Si le quedaba alguna duda respecto a la seriedad de esta decisión, no tardó en desaparecer, porque, llegado al término de la Avenue de la Grande Armée, levantó los ojos hacia el Arco del Triunfo. En efecto, ahora, reclamado por la analogía de la vista de aquel monumento levantado para celebrar las victorias de una gloriosa autocracia, le pareció como si se compadeciera de aquella otra autocracia a la que hasta ahora había servido y a la que se disponía a traicionar. Aligerado y hecho casi inocente por la sensación anticipada de esta traición, el papel que había desempeñado hasta aquella mañana se le mostraba ahora más comprensible y, sin embargo, más aceptable; no ya, como se le había mostrado hasta entonces, el fruto de una voluntad externa de normalidad y de rescate, sino casi como una vocación o, por lo menos, una inclinación no del todo artificiosa. Por otra parte, este lamento tan indiferente y ya retrospectivo era un indicio seguro de la irrevocabilidad de su decisión.

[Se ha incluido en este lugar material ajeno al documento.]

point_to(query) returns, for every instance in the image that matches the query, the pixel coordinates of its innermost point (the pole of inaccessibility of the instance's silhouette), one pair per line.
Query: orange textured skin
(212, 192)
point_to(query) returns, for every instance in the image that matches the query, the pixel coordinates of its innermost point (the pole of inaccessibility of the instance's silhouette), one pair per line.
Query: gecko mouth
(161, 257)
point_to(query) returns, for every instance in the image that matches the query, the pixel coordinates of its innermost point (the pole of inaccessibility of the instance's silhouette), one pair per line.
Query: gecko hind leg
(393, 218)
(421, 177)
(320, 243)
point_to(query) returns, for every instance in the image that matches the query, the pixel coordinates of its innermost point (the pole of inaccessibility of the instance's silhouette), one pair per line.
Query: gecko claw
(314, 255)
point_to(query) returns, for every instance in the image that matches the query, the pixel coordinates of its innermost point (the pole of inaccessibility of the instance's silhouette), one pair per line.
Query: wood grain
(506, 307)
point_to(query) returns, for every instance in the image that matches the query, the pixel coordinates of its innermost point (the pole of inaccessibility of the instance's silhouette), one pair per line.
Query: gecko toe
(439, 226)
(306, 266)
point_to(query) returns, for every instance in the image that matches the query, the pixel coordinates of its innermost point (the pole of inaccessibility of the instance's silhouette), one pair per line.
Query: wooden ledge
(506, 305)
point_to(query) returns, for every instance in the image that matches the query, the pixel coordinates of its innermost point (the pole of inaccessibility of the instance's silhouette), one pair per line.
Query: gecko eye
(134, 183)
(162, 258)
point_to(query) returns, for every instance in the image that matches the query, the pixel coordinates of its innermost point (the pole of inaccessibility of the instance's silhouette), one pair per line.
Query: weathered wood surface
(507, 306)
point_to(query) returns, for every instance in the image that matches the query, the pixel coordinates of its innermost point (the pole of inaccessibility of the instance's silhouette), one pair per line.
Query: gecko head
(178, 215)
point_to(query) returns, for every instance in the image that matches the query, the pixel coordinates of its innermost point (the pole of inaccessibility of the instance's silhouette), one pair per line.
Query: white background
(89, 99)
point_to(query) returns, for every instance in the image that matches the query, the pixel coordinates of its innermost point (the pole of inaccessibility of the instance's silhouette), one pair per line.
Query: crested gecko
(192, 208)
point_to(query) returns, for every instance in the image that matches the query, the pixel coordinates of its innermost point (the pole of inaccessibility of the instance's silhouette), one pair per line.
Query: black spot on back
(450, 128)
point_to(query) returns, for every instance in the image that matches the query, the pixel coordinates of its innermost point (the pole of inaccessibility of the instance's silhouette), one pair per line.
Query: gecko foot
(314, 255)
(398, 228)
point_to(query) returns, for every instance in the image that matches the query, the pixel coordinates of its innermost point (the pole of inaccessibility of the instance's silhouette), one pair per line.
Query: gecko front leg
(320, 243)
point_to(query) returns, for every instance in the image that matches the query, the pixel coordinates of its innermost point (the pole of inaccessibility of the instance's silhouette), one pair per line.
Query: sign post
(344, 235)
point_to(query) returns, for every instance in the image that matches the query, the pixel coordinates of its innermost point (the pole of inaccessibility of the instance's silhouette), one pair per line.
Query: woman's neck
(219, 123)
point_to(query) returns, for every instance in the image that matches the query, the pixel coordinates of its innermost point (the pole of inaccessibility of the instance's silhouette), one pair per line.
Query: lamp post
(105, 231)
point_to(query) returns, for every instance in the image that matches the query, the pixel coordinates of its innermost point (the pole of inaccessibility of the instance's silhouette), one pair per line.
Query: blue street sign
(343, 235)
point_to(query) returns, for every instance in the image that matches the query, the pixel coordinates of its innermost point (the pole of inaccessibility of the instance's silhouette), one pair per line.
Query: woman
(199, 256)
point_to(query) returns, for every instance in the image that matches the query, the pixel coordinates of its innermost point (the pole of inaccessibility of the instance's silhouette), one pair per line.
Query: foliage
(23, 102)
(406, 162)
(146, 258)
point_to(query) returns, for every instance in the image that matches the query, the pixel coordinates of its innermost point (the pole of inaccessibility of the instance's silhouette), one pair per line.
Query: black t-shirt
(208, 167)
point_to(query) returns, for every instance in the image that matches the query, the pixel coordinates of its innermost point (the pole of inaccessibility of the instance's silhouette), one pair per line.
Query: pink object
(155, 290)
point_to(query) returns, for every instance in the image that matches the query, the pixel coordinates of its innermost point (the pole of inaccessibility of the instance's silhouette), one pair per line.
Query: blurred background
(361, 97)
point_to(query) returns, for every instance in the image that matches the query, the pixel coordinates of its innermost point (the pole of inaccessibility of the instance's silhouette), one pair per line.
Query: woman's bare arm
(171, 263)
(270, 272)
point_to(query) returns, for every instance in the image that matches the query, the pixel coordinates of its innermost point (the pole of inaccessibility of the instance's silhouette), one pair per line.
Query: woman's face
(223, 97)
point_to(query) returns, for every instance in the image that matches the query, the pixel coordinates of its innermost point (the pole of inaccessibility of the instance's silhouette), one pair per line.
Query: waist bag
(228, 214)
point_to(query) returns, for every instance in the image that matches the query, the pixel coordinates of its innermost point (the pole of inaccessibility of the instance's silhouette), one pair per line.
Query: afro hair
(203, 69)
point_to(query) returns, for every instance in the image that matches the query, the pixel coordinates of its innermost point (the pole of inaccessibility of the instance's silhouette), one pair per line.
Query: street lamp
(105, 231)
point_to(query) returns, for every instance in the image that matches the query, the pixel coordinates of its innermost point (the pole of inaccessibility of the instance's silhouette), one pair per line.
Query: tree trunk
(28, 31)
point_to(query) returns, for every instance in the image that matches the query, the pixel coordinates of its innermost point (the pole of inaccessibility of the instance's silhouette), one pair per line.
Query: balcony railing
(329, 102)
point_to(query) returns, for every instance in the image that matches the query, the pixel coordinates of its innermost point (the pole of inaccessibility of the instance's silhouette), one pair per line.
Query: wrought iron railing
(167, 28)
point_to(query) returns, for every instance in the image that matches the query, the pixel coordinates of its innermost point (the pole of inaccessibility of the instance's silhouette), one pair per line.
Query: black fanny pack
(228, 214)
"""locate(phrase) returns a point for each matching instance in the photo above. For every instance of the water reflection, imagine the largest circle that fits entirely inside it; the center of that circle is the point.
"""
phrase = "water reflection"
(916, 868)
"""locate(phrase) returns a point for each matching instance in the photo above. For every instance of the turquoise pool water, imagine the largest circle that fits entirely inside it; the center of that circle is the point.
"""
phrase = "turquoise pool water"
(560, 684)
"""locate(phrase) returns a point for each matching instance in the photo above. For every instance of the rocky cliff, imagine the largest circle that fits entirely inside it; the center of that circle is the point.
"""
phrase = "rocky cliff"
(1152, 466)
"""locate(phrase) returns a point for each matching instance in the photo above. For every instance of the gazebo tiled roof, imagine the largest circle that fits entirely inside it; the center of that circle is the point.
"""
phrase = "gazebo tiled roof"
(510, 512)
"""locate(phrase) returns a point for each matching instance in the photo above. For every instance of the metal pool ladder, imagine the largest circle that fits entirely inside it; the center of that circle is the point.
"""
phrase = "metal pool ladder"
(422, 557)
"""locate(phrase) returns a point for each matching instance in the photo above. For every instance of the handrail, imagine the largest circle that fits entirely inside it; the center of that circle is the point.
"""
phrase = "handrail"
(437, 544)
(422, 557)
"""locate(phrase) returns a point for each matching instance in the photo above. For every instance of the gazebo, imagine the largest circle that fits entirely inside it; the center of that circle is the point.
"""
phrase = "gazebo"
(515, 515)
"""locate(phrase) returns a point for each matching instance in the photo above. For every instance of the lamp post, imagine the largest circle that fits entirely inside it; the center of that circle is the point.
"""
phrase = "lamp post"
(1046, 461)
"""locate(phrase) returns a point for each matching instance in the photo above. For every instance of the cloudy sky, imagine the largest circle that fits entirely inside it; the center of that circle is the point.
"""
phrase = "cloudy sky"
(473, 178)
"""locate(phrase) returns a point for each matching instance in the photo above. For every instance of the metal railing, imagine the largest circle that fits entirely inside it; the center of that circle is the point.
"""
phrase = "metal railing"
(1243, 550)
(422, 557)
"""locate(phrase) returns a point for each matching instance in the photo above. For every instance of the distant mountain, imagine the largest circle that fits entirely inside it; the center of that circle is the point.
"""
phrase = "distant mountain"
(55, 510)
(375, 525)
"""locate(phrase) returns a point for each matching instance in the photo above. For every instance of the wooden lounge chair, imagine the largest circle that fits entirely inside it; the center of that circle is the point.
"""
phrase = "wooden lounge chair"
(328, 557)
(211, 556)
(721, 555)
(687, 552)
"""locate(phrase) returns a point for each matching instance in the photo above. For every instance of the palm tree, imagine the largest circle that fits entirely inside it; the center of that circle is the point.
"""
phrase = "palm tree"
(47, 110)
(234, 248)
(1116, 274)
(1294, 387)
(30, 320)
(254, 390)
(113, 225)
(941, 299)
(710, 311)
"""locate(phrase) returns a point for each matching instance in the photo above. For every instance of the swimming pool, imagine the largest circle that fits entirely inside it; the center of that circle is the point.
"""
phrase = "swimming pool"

Esperó largo rato a que se interrumpiese el carrusel de los coches que giraban en redondo en torno al monumento y, una vez atravesada la plaza, marchó directamente hacia el Arco y penetró, sombrero en mano, bajo la bóveda donde se hallaba la lápida del Soldado Desconocido. He aquí, en las paredes del Arco, la lista de las batallas ganadas, cada una de las cuales había significado para multitud de hombres una fidelidad y entrega muy parecidas a aquellas que lo habían ligado a su Gobierno hasta pocos minutos antes. He aquí la tumba velada por la llama perennemente encendida, símbolo de otros sacrificios no menos completos. Al leer los nombres de las batallas napoleónicas, no pudo por menos de recordar la frase de Orlando: «Todo por la familia y por la patria»; y comprendió, de pronto, que lo que lo distinguía del agente tan convencido y, a la vez, tan impotente para justificar de una manera racional su propia convicción, era sólo su capacidad de elección, acechada por la melancolía que lo perseguía desde tiempo inmemorial. Sí —pensó—, él había elegido ya en el pasado, y ahora se disponía a elegir de nuevo. Y su melancolía era precisamente la melancolía mezclada con el lamento que suscita el pensamiento de las cosas que habrían podido ser y a las que, al elegir, era preciso renunciar.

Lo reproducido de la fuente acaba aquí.